Early on in his study of fuel cells and hydrogen, he visited Japan consecutively for 11 years to understand the fuel cells that were being introduced into homes.

Then five years ago, his company decided not to follow the model implemented elsewhere and requested that AVL do a prefeasibility study using the latest technologies that could be competitive with coal in South Africa, which pointed to the need for a decentralised solution, as had proved so successful with telephony, catapulting Africa into the modern era from a communications perspective.

Mitochondria’s fuel cells are high-temperature fuel cells that make use of steel-based nickel-bearing cerium alloy developed by Ceres in solid-oxide ceramic-based fuel cells that offer 60% efficiency in generating baseload electricity. With heat added, the efficiency is said to exceed 90%.

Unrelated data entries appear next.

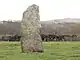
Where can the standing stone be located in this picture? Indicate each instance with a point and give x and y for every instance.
(30, 30)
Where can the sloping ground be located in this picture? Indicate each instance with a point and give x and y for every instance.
(52, 51)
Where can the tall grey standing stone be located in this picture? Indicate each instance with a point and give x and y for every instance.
(30, 30)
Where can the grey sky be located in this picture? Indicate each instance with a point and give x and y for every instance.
(49, 9)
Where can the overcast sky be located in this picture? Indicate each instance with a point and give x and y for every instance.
(49, 9)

“The core technology we use is like the size of my hand with a hundred thousand holes in it and that is what splits the atom into protons and electrons, and then electrons flow from the cathode to the anode and that’s electricity,” Ramano explained.

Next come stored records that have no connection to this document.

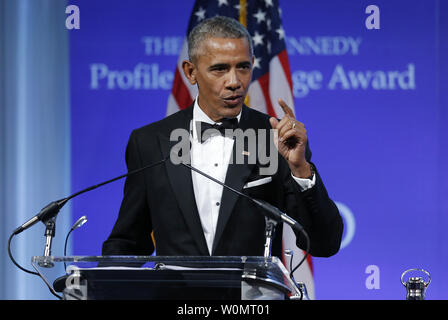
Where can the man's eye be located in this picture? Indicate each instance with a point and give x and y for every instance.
(245, 67)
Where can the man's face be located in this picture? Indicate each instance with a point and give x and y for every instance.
(222, 70)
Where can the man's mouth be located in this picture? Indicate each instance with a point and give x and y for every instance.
(233, 100)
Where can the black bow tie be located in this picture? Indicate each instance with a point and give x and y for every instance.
(226, 123)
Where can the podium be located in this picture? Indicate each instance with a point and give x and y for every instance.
(170, 278)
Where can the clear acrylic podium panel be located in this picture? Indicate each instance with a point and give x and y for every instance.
(168, 277)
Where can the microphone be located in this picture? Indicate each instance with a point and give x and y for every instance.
(79, 223)
(53, 208)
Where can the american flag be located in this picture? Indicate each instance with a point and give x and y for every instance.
(271, 79)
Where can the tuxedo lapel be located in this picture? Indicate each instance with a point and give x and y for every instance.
(236, 177)
(181, 182)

Mitochondria’s vision is to help to catapult Africa out of its dark age and into the sustainable energy future that is emerging.

Centre of Production

Ramano speaks of 430 components being needed by Mitochondria’s planned factory in Rietspruit, just outside Vanderbijlpark, earmarked as an SEZ and a localisation study carried out by Hatch identifying which additional components are candidates to local manufacture.

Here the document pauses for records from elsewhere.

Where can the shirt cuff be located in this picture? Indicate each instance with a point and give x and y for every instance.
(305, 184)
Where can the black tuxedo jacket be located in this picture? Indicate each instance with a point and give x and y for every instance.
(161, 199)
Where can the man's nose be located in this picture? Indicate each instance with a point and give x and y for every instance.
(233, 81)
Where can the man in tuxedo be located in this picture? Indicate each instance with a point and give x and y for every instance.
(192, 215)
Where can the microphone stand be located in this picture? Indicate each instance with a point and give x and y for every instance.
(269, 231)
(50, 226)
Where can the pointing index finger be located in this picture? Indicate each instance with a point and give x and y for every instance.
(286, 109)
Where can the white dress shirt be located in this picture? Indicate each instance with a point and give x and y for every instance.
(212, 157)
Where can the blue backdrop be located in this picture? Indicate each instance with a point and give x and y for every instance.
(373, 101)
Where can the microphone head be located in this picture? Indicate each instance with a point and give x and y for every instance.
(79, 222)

Seventy per cent of the 430 components can be accessed in South Africa and Ramano expects the Mitochondria factory making 50 kW fuel cell systems rising to 100 MW systems.

“We have three partners working with us in the bankable feasibility phase – IDC, DBSA, DTIC – and I’m very grateful for their support. “That has enabled us to take to the market a project that is viable and less risky. We have other players now in the market that are expressing interest,” said Ramano.

Stacks in Phase 2

Given the need for energy, there is confidence that the R3-billion required for Phase 2 will be raised for what is seen as financially sound local manufacture of fuel cell stacks to generate direct current electricity.

Mitochondria will be building 50 kW modules and the plan is to package them as 250 kW units.

Electrolysers in Phase 3

The third phase being contemplated involves the production of electrolysers, with the vision of having electrolysers on-site with fuel cells.

“We’re still a few years away from that,” he cautioned.

In the eventual transition to hydrogen, the solution would involve the use of an electrolyser taking energy from rooftop solar to break up the water molecule to extract hydrogen for the fuel cell that breaks up the hydrogen atom to extract electrons and produce water. That water is them returned to the electrolyser to provide circular regenerative energy technology.

“That’s where we are going, with very little loss of water. It would be absolutely fantastic to reach that point,” enthused Ramano, while cautioning that time will be needed, owing to the considerable volume of embedded infrastructure that would have to be replaced.

Just Energy Transition

Ramano described the just energy transition developed by the International Labour Organisation as a noble approach.

He believes there should be greater appreciation of the changes that are taking place in the energy landscape.

“In any situation, there are three horizons, the past, the present and the emerging future, and any serious social scientist will realise that there are noble technologies that are emerging side by side with what is already there,” he pointed out.

With massive work being done globally in superior new technologies, the policy environment must recognise the past, the present and the future, all at the same time, and address that.

“We must also say that we can’t be left behind new technologies; let’s also invest in those new technologies,” he urged.